If I choose not to show the title, and the theme shows a full width header image rather than a logo-sized image, one option is to make the header image with the logo built in, as shown in Figure 16.

FIGURE 16

In any case, you’ll need to experiment with your theme to know how it will use header images, and the beauty of the Customize or Preview function is that you can do that before committing to the theme.

2.2.3. Custom Background

As with headers, some themes will use WordPress’s Custom Background screen as an alternative to working with the Customize screen.

It’s similar to the Custom Header screen but without image size recommendations or restrictions. That’s because background images work in a particular way in HTML; they tile, which means they’ll be repeated in a certain pattern that is specified by CSS. After you upload an image, you can see the tiling options, as shown in Figure 17.

FIGURE 17

The background color option enables you to choose the color to be shown if there’s no image or if the image does not cover the entire background.

2.3. Theme Options

As you saw in previous Lesson, themes sometimes create their own ways of customizing the look and lay- out of your site, and these are referred to as Theme Options screens.

Typically you’ll find these screens under Appearance ➪ Theme Options, although the name can vary, sometimes including the theme name followed by Theme Options or even a completely different sub- menu name under Appearance. The other common way of listing theme options is through a sepa- rate section of the main Admin menu, usually named for the theme.

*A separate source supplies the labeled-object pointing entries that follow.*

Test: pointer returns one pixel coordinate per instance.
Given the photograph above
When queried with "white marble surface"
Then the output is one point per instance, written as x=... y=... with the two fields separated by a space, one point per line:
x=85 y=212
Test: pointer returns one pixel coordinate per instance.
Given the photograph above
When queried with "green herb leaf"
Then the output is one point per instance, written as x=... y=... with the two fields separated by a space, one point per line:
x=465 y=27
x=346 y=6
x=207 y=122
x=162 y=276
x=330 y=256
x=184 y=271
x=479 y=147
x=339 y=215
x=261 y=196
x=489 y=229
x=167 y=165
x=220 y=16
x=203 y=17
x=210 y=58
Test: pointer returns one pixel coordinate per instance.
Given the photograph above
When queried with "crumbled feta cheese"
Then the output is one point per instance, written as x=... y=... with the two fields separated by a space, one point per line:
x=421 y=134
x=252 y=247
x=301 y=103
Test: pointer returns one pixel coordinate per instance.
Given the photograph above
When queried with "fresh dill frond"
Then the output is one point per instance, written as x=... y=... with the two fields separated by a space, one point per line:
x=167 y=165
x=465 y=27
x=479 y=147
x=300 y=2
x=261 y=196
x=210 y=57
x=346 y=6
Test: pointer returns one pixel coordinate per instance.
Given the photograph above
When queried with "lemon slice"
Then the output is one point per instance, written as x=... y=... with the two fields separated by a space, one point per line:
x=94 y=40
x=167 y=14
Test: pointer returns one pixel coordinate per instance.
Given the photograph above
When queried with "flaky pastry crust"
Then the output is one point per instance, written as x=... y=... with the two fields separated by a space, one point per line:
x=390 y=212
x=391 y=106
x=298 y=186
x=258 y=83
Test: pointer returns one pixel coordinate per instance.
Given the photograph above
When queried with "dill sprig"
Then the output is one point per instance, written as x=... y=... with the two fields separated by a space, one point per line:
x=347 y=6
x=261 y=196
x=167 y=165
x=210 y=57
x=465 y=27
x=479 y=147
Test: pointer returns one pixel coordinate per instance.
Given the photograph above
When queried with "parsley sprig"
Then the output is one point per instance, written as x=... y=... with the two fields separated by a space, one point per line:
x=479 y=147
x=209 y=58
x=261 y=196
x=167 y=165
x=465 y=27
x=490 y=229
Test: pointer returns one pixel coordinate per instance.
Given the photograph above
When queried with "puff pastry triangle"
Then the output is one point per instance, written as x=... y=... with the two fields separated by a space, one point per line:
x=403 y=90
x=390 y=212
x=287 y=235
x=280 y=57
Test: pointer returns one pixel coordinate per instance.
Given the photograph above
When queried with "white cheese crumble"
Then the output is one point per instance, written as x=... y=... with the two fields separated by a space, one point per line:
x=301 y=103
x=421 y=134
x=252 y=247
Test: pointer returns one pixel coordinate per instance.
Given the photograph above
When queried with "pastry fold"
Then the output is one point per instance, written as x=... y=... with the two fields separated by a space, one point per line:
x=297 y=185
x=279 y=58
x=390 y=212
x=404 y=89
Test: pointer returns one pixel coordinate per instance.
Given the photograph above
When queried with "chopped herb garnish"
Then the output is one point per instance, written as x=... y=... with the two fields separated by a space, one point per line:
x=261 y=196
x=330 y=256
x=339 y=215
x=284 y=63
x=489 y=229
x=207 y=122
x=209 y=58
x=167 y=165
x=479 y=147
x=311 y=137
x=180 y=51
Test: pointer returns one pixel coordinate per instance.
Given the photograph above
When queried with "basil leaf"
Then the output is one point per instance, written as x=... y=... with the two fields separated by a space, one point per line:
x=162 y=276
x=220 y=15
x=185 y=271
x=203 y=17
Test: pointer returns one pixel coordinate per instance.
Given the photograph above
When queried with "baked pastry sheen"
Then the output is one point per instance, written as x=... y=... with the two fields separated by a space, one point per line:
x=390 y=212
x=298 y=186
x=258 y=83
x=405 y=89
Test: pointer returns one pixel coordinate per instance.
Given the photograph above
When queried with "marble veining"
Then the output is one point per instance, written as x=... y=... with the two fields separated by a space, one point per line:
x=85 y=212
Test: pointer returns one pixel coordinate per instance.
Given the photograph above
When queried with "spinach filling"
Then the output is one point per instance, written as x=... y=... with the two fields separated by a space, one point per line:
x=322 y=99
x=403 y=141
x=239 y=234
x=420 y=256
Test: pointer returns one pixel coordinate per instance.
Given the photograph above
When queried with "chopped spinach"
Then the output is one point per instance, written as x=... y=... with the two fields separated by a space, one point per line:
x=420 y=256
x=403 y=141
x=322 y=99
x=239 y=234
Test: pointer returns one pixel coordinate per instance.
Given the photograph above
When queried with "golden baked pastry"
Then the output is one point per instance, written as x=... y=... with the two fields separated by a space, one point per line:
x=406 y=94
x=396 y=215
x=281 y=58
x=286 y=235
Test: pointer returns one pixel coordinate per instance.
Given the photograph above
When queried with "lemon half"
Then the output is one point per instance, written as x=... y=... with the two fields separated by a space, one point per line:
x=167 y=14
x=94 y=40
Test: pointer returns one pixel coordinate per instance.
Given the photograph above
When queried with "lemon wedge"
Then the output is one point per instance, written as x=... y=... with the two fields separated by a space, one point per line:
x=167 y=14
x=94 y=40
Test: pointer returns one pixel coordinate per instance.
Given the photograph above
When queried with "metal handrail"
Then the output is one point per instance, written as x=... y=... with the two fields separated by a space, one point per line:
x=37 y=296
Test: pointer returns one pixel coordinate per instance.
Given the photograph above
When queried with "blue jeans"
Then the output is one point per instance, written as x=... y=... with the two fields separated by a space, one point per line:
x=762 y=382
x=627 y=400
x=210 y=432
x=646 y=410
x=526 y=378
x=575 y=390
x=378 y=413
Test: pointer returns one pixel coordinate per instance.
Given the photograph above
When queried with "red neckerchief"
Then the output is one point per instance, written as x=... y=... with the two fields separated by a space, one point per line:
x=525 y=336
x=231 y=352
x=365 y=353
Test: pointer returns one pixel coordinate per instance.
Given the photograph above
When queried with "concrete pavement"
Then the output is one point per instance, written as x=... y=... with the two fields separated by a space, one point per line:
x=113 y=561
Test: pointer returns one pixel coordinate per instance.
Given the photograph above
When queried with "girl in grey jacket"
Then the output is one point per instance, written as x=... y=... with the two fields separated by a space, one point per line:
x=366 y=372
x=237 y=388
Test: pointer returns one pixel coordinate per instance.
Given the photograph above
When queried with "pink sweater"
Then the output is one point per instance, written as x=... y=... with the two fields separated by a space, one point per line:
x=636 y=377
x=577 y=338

In either case, you’re presented with a screen or set of screens or a single tabbed screen containing all the settings possible with that theme. And those settings vary widely, from just a few to several screens.

These settings, like the ones you’ve seen in Customize, make it easy for site owners to change the look and structure of their site without having to know any CSS or PHP.

When I was talking about choosing a theme, I mentioned the importance of checking what options a theme offers, either through the Customize screen or a Theme Options section. It could be the difference between two themes that each look great.